As web-connected products, like fridges and lighting systems, expand further into mainstream workplaces and homes, the tech and enterprise community will need to ensure fundamental misfires of previous innovation cycles, like leaving the door open to biases and security risks, are not repeated with new IoT-linked things. To avoid doing so, they should consider adopting frameworks that guide development and deployment of IoT-linked systems sending and receiving data signals that inform enterprise operations.
Here are some guiding principles for creating accessible enterprise IoT technologies that places a premium on ethics and inclusion.
New IoT technologies should produce data that reflects the diversity of its users
In order to develop inclusive products that resonate across a global user base, we need IoT-linked technologies that create diverse datasets and sources that connect to the broader digital enterprise. That means that as an industry and tech community we must build effective mechanisms into the fabric of end products and human-driven processes that filter or correct bias in all its forms. We need to eliminate any biases derived from the source data generated by IoT to ensure technologies and platforms do not perpetuate human stereotypes. Any IoT-linked product or platform delivering biased or unchecked datasets to enterprise endpoints could end up becoming socially inappropriate when deployed into the world, or useless to the users it is designed to serve.
IoT-linked workflows must be held accountable for outcomes
Technologies and the platforms that run on them should be held to the same performance standards as people operating in identical sectors. People that interact with innovations running on IoT actually start to trust them after just a few meaningful, seemingly successful interactions. Consequently, IoT-linked systems operating in the enterprise need to be held accountable for the decisions made based on the data signals they generate in a similar fashion to human counterparts.

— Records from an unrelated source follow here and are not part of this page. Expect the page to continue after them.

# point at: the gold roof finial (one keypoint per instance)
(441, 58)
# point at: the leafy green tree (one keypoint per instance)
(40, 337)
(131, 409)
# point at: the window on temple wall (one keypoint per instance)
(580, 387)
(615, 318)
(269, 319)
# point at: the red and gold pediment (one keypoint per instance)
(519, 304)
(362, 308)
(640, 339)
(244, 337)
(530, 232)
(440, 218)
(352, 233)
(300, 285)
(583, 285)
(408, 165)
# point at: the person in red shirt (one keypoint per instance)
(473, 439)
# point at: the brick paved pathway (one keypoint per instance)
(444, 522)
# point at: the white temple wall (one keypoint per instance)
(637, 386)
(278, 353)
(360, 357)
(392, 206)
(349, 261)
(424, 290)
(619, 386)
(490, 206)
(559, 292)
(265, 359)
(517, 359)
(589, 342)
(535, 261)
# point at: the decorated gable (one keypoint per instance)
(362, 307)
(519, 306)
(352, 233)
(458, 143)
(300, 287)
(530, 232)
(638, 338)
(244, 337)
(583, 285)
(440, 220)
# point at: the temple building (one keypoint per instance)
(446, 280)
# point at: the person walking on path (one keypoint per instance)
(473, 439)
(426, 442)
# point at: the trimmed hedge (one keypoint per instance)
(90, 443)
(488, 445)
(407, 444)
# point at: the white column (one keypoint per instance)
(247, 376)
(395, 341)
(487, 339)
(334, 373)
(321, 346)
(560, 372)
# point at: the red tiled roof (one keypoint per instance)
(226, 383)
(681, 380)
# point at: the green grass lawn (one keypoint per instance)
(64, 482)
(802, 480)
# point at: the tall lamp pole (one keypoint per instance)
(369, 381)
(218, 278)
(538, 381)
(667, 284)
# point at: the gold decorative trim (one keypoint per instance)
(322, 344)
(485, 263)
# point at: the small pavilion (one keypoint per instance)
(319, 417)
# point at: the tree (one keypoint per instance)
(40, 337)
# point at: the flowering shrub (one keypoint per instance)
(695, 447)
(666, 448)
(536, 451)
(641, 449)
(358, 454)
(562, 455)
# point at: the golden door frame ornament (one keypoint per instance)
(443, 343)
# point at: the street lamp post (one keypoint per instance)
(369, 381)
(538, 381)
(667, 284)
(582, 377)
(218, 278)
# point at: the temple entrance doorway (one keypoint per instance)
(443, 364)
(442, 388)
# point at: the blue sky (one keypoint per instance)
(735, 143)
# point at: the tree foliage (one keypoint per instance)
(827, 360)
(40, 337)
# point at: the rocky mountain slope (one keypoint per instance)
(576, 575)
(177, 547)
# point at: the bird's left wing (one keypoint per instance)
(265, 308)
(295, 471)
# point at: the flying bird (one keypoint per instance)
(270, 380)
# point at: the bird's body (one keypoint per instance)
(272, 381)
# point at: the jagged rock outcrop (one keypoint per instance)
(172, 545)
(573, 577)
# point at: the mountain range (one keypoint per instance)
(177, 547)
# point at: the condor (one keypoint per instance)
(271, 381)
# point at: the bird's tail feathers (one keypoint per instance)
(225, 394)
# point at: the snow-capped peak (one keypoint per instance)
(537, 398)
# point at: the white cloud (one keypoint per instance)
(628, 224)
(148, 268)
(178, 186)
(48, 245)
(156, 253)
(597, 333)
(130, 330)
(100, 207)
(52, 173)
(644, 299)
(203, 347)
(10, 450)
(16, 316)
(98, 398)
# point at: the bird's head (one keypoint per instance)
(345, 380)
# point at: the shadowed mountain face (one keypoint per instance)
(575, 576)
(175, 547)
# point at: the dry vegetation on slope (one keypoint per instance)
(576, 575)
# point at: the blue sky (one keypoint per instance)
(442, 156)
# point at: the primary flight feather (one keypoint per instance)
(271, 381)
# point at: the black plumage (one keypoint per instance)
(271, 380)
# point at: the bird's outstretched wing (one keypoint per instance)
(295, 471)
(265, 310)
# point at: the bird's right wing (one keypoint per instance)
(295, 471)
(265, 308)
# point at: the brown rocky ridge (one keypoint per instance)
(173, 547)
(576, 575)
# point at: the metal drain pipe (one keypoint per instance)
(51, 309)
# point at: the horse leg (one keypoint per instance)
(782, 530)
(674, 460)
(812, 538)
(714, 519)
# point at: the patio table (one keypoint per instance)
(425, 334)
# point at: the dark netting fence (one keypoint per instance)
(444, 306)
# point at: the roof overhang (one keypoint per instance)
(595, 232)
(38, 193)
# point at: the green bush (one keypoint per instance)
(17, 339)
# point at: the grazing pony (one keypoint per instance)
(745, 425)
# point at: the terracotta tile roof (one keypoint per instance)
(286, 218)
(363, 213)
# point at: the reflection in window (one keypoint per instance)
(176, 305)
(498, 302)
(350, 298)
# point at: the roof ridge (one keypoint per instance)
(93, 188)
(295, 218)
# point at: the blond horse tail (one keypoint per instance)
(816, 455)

After all, the business world does not accept unruly behavior from human professionals, and we cannot make exceptions for technology.
Businesses — especially enterprises — need to lay the foundation for every new IoT-linked system that hits the market to be transparent and accessible. Companies need to take the lead on educating people about how IoT-linked products and platforms work for every step of customer adoption journey. Further, executives will increasingly need to take ownership of IoT’s impact on humanity — as well as consumer awareness of its potential value to society.
IoT-connected systems should make workplace opportunities more accessible
IoT, along with associated technologies like AI and blockchain, provides a clean sheet to democratize access to data, technology and opportunities in the workplace. Voice technology built as the user interface for IoT-linked systems and other platforms provides newly accessible technologies for achieving workplace productivity and equality — notably for people with sight or hearing impairments, learning challenges and limited mobility. Businesses need to accelerate the development of these technologies in order to level the playing field and broaden previously unattainable career opportunities to wider groups of people.
To fully prepare for an ethical, IoT-connected future, the essence of our success will be education. We need to retrain the human workforce to better understand IoT-connected technology and pivot human skills to embrace new workflows presented by data-driven enterprise systems. We need to develop skills that focus on applying creativity, empathy, judgment and emotional intelligence to technologies — working in perfect harmony with human counterparts in an increasingly automated environment. But the heart of our success in this field will lie with young people, by ensuring that we create and fill the IoT and technology development talent pipeline for the future. We need to educate more young people — as well as current members of the workforce — that IoT-connected platforms and products that generate and run on inclusive data will actually improve our work and personal lives.